しどろもどろになる俺に詰め寄る警察官を制止したのは若い男の声だった。

「貴様、また性懲りもなく現場に来おって。この事件に探偵クンの入る余地はないぞ」

「そう目くじらを立てないでください。余地はないと言われても、たった今善良な民間人を冤罪で捕まえそうになっていたではありませんか」

漫画の探偵のようだと思っていたらまさしく探偵だった、助かった。

「冤罪とは失礼な。今しがたの彼の行動を見たかね、怪しすぎるだろう」

「確かに彼の行動はおかしい、殺人現場で洗濯物を回そうとするなんて信じ難い。証拠隠滅を目論む犯人でないのなら余程のバカか、間抜けか。なんにせよ普通の精神状態ではない」

今、すごく悪口を言われていなかったか?

「そうだろう、だからこんな奴は捕まえておいた方がいいと言っとるんだ」

「それは早計です、彼を見てください。くたくたの服、ぼさぼさの頭に無精ひげ、清潔感なんてまるでないのに返り血の一つも付いていない。ほら、彼の荷物も見てください。この毛玉だらけのスエット、しばらく洗ったようには見えない。」

探偵は安心してくれと言わんばかりに俺に笑いかける。しかし俺は、探偵が俺の寝間着を指の先でそっとつまむようにして取ったことに気を取られていた。
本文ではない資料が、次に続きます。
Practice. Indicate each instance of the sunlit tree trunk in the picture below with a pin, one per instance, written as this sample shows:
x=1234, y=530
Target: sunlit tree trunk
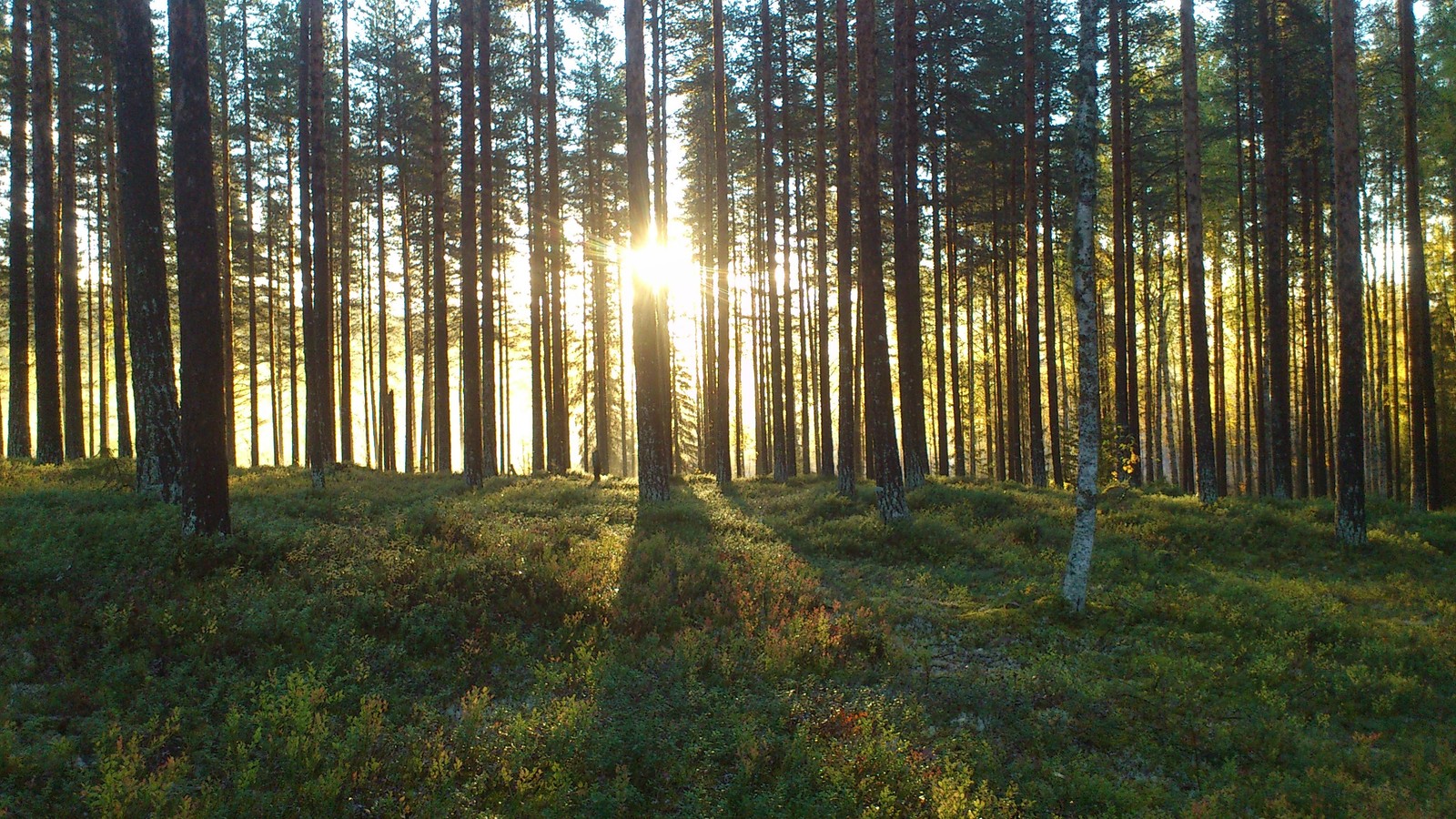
x=48, y=446
x=878, y=401
x=1350, y=515
x=149, y=315
x=200, y=308
x=1198, y=317
x=473, y=450
x=1084, y=280
x=19, y=380
x=1424, y=433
「むう、それじゃあ彼の行動は、こんな...なんというか、汚れた服を洗いたくて仕方がなかったとでも言うのかね。」

お前が気を遣うなよ。

「いいえ!それはないでしょう、そこまでの綺麗好きならこんな格好で外には出ません。」

こいつは気を遣ってくれ。

「少なくとも彼は証拠不十分です、犯人とは言えませんね。ところで!誰もいなかったはずのコインランドリーで人知れず殺人が起きた。監視カメラに何も映さずに、この状況下で人殺しをやってのける珍妙なトリックを、私は思いついてしまいました!」

探偵が意気揚々とトリックを解説しているのを眺めていた。

「見てください、あそこの彼の服。あの恰好で万が一にでも捕まったら哀れすぎます」

「予想外のことは起こるものです、この状況下で洗濯をしようとする人間がいるように」

時折挟み込まれる探偵の発言で集まる注目に、いたたまれなくなって目を伏せながら。